Mad God provides a feast for the eyes, but a putrid one.

Bolstering this revolting visual smorgasbord is an unnerving sound design. No characters speak in the traditional sense. Plenty will wail, gasp, gurgle, or coo. Much of the soundscape is guttural or feral. Yet the recurring babble and squeal of a human baby might be the most haunting sound, considering its hellish context. Meanwhile, the swollen score feels plucked from an ‘80s horror movie, where choral voices sing spookily while a piano and percussion clatter into ominous cacophony. All this culminates into a suitable soundtrack for nightmare fuel.

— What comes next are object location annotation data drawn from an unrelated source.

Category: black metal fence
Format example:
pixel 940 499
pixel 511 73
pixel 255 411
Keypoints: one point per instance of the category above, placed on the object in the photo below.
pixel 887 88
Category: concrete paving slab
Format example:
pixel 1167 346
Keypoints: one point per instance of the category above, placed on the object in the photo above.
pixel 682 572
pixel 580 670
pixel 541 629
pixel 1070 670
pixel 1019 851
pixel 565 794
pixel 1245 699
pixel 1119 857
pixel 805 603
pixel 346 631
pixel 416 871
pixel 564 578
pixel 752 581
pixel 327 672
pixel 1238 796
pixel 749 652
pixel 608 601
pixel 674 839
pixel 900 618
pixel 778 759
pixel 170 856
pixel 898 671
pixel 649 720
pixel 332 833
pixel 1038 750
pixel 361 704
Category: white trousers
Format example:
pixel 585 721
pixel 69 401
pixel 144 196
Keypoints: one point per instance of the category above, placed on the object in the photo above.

The repulsiveness of Mad God is intended. In an interview with Variety, Tippett bragged about walkouts at a preview screening, where viewers complained the film had given them “an anxiety attack.” But what is the message of his masterwork? I’m not convinced he has one. Mad God isn’t interested in coherence as much as it is experience. What you take away from this bog of carnage and creation is up to you. Tippett seems content to spill his subconscious onto the screen and call it a day. Though, for what it’s worth, he advised in the same interview that certain substances might be an aid in getting on his wavelength: “I would recommend either taking a gummy, smoking some marijuana, drinking a bottle of wine, or bringing a vomit bag to watch it.”


Full Disclosure: I did not take this advice and kind of wish I had. Though technically remarkable, Mad God left me emotionally cold. Sure, it’s eye-poppingly gross and garish. But without a story to follow or even faces to connect to, I found myself lost in the muck and hankering for a sensation beyond nausea and confusion.